List of Data Processing Settings

The settings listed in the table below must be set correctly in order to perform data processing tasks.

Many of the default values for these setting are populated based the values specified in bdd.conf during the installation process.

In general, the settings below should match the Data Processing CLI configuration properties which are contained in the script itself. Parameters that must be the same are noted as such in the table below. For information about the Data Processing CLI configuration properties, see the Data Processing Guide.

Important: Except where noted, editing the Data Processing settings is not supported in Big Data Discovery Cloud Service.
Hadoop Setting Description
bdd.enableEnrichments Specifies whether to run data enrichments during the sampling phase of data processing. This setting controls the Language Detection, Term Extraction, Geocoding Address, Geocoding IP, and Reverse Geotagger modules.
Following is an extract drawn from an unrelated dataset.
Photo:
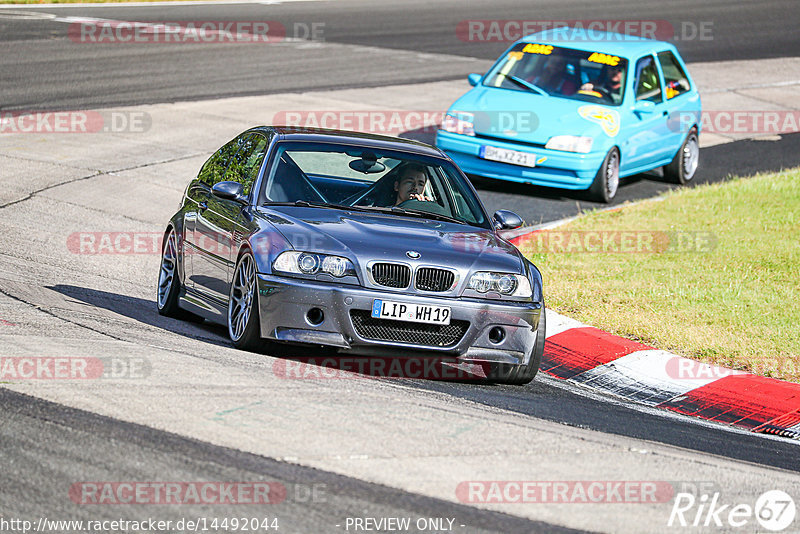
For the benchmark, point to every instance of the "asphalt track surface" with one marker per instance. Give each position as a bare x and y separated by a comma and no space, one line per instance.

A value of true runs all the data enrichment modules and false does not run them. You cannot enable an individual enrichment. The default value is true.
Note: Editing this setting is supported in BDD Cloud Service.
bdd.sampleSize Specifies the maximum number of records in the sample size of a data set. This is a global setting controls both the sample size for all files uploaded using Studio, and it also controls the sample size resulting from transform operations such as Join, Aggregate, and FilterRows.
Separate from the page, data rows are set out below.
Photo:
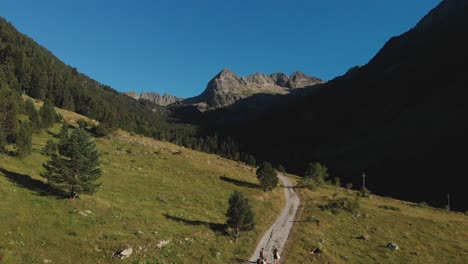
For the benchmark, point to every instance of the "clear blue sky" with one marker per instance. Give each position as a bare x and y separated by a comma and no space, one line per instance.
178,46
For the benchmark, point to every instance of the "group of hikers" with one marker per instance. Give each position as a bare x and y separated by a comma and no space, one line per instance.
263,260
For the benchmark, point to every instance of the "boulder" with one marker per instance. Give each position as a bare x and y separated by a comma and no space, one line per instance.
124,253
393,246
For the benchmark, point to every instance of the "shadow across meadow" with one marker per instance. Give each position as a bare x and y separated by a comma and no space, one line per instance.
26,181
216,227
240,183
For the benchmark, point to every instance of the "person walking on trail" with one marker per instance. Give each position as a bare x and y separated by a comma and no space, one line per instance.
276,256
262,254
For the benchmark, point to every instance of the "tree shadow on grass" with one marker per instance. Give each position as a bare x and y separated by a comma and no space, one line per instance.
240,183
25,181
216,227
For example, you if upload a file that has 5,000,000 rows, you could restrict the total number of sampled records to 1,000,000.

The default value is 1,000,000. (This value is approximate. After data processing, the actual sample size may be slightly more or slightly less than this value.)

Note: Editing this setting is supported in BDD Cloud Service.

Data Processing Topology

In addition to the configurable settings above, you can review the data processing topology by navigating to Big Data Discovery and then the About Big Data Discovery page, and expanding the Data Processing Topology drop-down. This exposes the following information:

Hadoop Setting Description
Hadoop Admin Console The hostname and Admin Console port of the machine that acts as the Master for your Hadoop cluster.
Name Node The NameNode internal Web server and port.
Hive metastore Server The Hive metastore listener and port.
Hive Server The Hive server listener and port.
Hue Server The Hue Web interface server and port.
Database Name The name of the Hive database that stores the source data for Studio data sets.
Sandbox The HDFS directory in which to store the Parquet files created when users export data from Big Data Discovery. The default value is /user/bdd.